Story: The little girl Jin-hee (Kim Sae-ron) is brought into a Catholic orphanage by her father. At first she doesn't understand what's
happening and when her father simply walks away she won't believe that he really left her alone. She refuses to eat and hides on the orphanage
ground all day long. Eventually, she has to realize, though, that she will be staying there for a while. Whereas the other children try to make
a good impression when potential adoptive parents visit the orphanage Jin-hee remains mute as she wants to stay at the orphanage until her father
comes back to fetch her. In time the girl makes friends with 11-years-old Sook-hee (Park Do-yeon) but that girl, too, wants to be taken in
by new parents as soon as possible. Jin-hee slowly starts to build emotional links to the other children but one after another they leave the
orphanage to start a brand new life somewhere else. For Jin-hee it's also just a matter of time until she will be adopted by someone.
Review: There are art-house movies that are pretty obviously made for festival audiences and simply want to be art for the sake of art. You
oftentimes ask yourself why there isn't more that such a movie wants to convey. After all film is a medium that can be made use of in a lot of ways
in order to deal with all kinds of subjects. Thus, it's not enough to make the protagonist stroll in silence through a screenplay that is limited
to the most necessary in the best "artically demanding" way possible. Sadly, that's exactly what has become common practice. Furthermore, such
movies aren't just exhausting but even boring. So it's even the more refreshing to get to see a movie like "A Brand New Life". This without a doubt
is an art-house film as well, the pacing is rather slow and it also was screened at Cannes. Nonetheless, the movie can instantly win you over
and touch you in a pleasently unmanipulative way.
"A Brand New Life" is a Korean-french co-production which at first glance portrays the life of female director Ounie Lecomte which has also been
put up at an orphanage until she was adopted by a french family. In fact, the story is simply strongly based on her own experience. Talks with
Lee Chang-dong ("Oasis", "Secret Sunshine") could convince him of her story so that
he stepped in as a producer.

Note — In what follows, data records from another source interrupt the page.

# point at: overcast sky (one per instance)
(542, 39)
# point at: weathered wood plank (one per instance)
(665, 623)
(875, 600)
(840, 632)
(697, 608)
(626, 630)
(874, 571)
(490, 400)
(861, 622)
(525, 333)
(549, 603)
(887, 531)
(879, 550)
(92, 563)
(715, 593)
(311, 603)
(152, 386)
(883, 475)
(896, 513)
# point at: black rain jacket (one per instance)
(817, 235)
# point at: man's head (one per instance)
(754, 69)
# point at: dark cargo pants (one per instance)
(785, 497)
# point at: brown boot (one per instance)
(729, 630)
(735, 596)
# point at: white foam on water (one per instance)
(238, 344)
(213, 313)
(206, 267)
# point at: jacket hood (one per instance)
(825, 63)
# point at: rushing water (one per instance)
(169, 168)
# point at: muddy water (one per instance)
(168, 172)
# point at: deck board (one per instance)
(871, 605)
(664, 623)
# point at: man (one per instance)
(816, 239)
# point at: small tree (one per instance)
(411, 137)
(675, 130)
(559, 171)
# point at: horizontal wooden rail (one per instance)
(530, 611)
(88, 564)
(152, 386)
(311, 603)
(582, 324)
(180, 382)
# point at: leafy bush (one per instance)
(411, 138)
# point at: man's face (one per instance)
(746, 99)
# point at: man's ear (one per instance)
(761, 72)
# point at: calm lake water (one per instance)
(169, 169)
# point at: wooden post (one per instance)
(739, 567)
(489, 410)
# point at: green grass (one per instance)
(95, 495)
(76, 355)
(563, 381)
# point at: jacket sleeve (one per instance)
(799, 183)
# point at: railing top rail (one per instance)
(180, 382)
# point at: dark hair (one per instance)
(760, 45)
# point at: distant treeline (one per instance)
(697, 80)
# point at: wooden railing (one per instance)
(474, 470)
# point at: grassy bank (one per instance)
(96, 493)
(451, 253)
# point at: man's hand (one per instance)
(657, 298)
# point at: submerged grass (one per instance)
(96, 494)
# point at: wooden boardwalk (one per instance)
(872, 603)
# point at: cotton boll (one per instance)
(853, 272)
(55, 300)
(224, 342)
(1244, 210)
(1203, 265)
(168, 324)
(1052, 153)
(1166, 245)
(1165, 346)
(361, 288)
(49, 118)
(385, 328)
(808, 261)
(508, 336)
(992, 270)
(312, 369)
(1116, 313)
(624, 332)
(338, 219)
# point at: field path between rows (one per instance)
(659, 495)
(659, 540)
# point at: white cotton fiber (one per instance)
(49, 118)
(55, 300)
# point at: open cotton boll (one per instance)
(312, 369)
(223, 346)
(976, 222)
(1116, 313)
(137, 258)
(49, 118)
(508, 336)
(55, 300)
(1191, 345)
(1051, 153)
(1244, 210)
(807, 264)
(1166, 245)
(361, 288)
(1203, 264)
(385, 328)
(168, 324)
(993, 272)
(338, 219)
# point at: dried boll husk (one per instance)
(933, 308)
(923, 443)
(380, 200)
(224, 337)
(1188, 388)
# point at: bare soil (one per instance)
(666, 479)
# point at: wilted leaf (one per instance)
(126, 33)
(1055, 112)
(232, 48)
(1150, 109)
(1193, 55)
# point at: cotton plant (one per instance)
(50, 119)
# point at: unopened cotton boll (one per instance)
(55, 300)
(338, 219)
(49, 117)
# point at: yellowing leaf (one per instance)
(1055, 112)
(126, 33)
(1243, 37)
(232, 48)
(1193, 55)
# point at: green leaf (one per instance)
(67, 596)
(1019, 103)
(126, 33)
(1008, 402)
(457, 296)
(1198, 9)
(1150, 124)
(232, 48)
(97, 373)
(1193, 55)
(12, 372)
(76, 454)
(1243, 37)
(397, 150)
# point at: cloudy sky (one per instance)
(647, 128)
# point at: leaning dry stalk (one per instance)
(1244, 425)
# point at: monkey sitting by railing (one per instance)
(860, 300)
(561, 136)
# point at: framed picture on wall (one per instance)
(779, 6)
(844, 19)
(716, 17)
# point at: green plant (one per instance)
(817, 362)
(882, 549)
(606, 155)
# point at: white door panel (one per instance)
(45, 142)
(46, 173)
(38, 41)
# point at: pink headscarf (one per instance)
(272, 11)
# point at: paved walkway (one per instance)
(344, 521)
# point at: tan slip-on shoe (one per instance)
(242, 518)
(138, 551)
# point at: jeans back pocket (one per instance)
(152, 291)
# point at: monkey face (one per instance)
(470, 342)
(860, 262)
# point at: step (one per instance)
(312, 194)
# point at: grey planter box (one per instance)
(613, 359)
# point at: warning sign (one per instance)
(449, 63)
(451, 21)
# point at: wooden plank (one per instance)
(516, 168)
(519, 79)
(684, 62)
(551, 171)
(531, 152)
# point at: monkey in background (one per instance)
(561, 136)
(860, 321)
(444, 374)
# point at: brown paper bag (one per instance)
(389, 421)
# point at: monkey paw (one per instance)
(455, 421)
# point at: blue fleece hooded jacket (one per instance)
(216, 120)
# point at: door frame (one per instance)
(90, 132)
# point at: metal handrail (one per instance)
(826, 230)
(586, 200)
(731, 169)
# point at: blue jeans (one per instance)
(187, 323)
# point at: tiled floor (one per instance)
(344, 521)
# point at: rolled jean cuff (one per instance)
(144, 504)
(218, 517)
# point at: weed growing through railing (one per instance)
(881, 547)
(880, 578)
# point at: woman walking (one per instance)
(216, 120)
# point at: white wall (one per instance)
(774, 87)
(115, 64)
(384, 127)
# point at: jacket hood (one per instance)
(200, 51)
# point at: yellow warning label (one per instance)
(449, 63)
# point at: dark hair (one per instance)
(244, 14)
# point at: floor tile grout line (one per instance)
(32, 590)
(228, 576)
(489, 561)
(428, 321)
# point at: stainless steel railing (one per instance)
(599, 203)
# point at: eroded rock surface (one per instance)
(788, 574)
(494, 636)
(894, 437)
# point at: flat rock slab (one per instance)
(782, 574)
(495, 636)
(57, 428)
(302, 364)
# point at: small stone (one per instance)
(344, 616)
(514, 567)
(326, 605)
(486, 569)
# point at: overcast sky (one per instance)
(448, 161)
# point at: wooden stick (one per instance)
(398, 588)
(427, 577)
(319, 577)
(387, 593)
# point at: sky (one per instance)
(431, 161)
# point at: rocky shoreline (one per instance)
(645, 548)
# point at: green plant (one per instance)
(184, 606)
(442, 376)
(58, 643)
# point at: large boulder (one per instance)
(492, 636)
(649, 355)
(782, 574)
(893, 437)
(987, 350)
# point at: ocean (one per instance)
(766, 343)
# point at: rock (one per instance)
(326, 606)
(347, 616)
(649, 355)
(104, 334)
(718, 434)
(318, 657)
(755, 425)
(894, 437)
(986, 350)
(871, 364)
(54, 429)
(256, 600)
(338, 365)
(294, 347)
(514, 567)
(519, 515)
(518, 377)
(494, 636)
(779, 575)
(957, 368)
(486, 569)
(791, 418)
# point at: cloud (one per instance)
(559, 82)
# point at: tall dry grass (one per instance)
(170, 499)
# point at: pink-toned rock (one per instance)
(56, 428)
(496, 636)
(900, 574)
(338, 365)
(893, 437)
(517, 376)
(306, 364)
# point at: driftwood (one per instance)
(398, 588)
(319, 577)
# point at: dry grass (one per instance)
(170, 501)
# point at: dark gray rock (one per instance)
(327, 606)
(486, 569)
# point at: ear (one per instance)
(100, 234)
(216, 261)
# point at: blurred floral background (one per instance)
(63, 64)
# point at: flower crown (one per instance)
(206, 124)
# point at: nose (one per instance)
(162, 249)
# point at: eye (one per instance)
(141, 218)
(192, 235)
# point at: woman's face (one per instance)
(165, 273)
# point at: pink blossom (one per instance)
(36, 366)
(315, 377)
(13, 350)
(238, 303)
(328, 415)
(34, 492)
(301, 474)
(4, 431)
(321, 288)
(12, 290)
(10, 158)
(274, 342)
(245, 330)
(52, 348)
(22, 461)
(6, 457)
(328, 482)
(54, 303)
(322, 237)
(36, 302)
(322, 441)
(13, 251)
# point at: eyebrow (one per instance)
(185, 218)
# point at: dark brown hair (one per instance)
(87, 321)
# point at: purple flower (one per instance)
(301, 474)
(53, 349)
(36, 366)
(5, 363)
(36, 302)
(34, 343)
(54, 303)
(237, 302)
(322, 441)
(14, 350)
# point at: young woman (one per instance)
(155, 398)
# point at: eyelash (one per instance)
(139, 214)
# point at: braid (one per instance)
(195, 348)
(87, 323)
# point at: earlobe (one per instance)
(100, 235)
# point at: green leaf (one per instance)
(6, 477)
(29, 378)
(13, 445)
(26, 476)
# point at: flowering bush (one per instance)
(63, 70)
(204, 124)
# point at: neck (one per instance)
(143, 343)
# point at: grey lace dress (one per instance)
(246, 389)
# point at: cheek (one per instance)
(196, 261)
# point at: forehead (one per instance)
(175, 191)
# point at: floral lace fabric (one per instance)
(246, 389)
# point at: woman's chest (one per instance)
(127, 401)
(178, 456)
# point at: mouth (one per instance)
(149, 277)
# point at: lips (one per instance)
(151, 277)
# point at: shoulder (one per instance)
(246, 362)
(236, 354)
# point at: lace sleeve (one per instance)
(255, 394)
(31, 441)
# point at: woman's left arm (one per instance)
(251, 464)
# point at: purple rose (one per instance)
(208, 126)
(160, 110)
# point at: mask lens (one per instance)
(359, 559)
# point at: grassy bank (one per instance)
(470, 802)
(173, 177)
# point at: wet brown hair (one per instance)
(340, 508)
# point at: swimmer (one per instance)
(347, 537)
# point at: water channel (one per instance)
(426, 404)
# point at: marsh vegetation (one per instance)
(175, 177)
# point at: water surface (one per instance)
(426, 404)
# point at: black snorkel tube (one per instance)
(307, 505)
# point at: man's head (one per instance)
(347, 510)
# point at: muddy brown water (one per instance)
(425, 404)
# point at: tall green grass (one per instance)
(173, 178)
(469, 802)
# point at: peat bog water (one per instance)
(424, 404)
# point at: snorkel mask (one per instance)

The result - and by saying that
I will probably turn many film critics and fans against me - is far more well-achieved and moving than many of Lee's films!
Lecomte's movie also doesn't refrain from necessary dialogue and creates a drama that is most of all so captivating because of the convincing
psychological illumination of Jin-hee. But also on a technical level there is nothing to criticize. The movie is captured in beautiful pictures and
the slightly greyish autumn atmosphere fits wonderfully into the sad but also melancholically bittersweet rest of the movie.
The introductory scene of Jin-hee happily eating together with her father (played in a cameo by Sol Kyung-gu!), singing him a song and clinging to her
dad on the bike, make the scene in which her father leaves her with a cake at an orphanage even the more tragical. Jin-hee can't understand at first
what has happened and that her life is now about to change drastically. Her initial disorientation caused by being left alone by her father makes
room for deep sorrow and anger. Kim Sae-ron, who one year later should also play a role in "The Man From Nowhere",
doesn't just embody a little
child that is supposed to win over the viewers' hearts with her cuteness but she also proves to be an impressive child actress. She shows a huge
amount of emotions, some of them pretty complex and therefore manages to present the different stages of her emotional state in the most
convincing way. At some points it's even hard to believe that a small child is really capable of portraying these kinds of feelings.
In a few scenes the feelings of Jin-hee can show to advantage especially well. When she hears one of the children explain to the others that Jin-hee
isn't a guest but is now one of them the little girl can't continue denying towards herself that she will have to stay at this place for a while
now. That is also the moment in which she realizes that she won't see her father ever again. There is also one of the nuns who lets off steam
concerning her sadness and anger about having to see her children leave the orphanage year by year by beating the laundry and she recommends to
Jin-hee, when she in her anger destroys the toys of other children, to do the same. Apart from that there is one powerful scene in which Jin-hee
decides to die. To do that she wants to bury herself in her childish naivity. Even though the viewer knows that this won't work out, and maybe
Jin-hee does so as well, this scene has symbolic significance concerning Jin-hee's inner emotional state.
Jin-hee rebels against the nuns of the orphanage, doesn't give up asking about her father and can only open up emotionally to the girl Sook-hee after a while just to be disappointed once again. It is easy to suffer along with this girl who suddenly finds herself being abandoned by the whole world and has to deal with situations which she shouldn't even know at her age. "A Brand New Life" shows how much pain children are in fact capable of enduring and how little they differ from adults in respect of how to deal with it. Director Lecomte captures those feelings in honest pictures and thus manages to touch us without giving us the impression that this was the movie's aim to begin with. That makes the drama work out even the more and the melancholic mood and some powerful scenes make the film stick with you long after the credits. This is why this unmanipulative but touching movie should be seen by all drama-friends who care for honest stories.